The journey involved a long bus ride, a rabid dog (literally), hitchhiking in the rain, a long expensive taxi ride, only to end up stranded in a town with no restaurant or public bathroom. We thought that the misunderstood superlative would be self evident when we arrived. However, it was, well… not even a waterfall. At least not by my standards. I’d call it a class V rapid. It may not even be in Europe. It was raining heavily and meter was running in our taxi so we only stayed a few minutes.

Kivach Waterfall, Karelia, Russia

Kivach Waterfall, Karelia, Russia 2005 (800×600)

Wandering around in the drizzle we finally found the towns only restaurant. The worlds most isolated Ben & Jerry’s franchise. It wasn’t really a restaurant though just a cake shop with ice cream, tea and coffee but no bathroom. Drinking coffee in a town without bathrooms doesn’t sound like a good idea does it?

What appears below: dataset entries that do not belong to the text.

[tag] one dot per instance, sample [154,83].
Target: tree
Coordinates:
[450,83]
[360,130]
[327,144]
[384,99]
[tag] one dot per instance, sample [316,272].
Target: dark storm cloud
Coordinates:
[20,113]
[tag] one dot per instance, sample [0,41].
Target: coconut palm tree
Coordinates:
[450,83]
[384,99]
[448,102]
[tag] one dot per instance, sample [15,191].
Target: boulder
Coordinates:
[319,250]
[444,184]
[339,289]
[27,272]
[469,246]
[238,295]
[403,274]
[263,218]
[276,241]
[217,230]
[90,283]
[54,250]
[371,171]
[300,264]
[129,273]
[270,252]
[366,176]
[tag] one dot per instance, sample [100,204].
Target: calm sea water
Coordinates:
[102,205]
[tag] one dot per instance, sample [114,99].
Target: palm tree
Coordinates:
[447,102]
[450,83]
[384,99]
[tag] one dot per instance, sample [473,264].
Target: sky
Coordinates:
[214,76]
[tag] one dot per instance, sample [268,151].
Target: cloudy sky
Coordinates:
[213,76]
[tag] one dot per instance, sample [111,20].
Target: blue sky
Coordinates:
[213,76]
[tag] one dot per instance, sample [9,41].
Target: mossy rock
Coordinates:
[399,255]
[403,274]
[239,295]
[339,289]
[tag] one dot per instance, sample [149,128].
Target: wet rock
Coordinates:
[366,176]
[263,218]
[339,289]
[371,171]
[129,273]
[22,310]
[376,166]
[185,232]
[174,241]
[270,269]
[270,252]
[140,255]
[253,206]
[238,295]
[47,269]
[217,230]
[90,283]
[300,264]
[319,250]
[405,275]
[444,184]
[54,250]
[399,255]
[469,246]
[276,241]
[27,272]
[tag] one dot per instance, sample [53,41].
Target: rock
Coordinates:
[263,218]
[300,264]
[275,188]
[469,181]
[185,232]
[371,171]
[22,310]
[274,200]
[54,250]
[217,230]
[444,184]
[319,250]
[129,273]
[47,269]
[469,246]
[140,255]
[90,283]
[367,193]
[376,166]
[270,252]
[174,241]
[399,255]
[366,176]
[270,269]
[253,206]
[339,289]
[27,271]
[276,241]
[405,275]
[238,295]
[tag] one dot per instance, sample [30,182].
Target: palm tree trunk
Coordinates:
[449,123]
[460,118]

Ben & Jerrys. Kondopoga, Karelia, Russia

Fake Ben & Jerry’s, Kondopoga, Russia 2005

Kondopoga, Karelia, Russia

Kondopoga, worlds fewest public bathrooms. (800×600)

They finally kicked us out of the Ben & Jerry’s some hours before our train was due. As we trudged back to the station huddled under our Moscow umbrella we found a casino bar blaring Russian pop. We went in hoping for a bathroom and found a lone girl sulking behind the bar. Thinking it would be rude to head straight for the loo we sat near the dance floor and waited for her come over. She gave us a few furtive glances but didn’t budge from her place. You might think that when two foreigners walk into the loneliest bar in Russia it might be a cause for celebration or at least a sale. We grew restless. Cheyenne approached her and asked for beer. Bila Nich. “I can’t serve you because this is a members only club” she apologized. I use the word apologized loosely, “membership costs 500 rubles.” Huh?! I guess we know why there aren’t any customers. Cheyenne replied that that would be the worlds most expensive beer and we really only wanted to use the bathroom. She brightened a little and let us use the bathroom for free. The freeest bathrooms in Russia. Another opportunity for commerce foiled. She may have even waved when we left. I don’t know what she does in there all day but it isn’t cleaning toilets.

Empty waiting room at the trainstation in Kondopoga, Karelia, Russia

Kondopoga. The worlds vacantest train station until some old dude showed up and was so happy to find us there, he took out his teeth and shared his wine.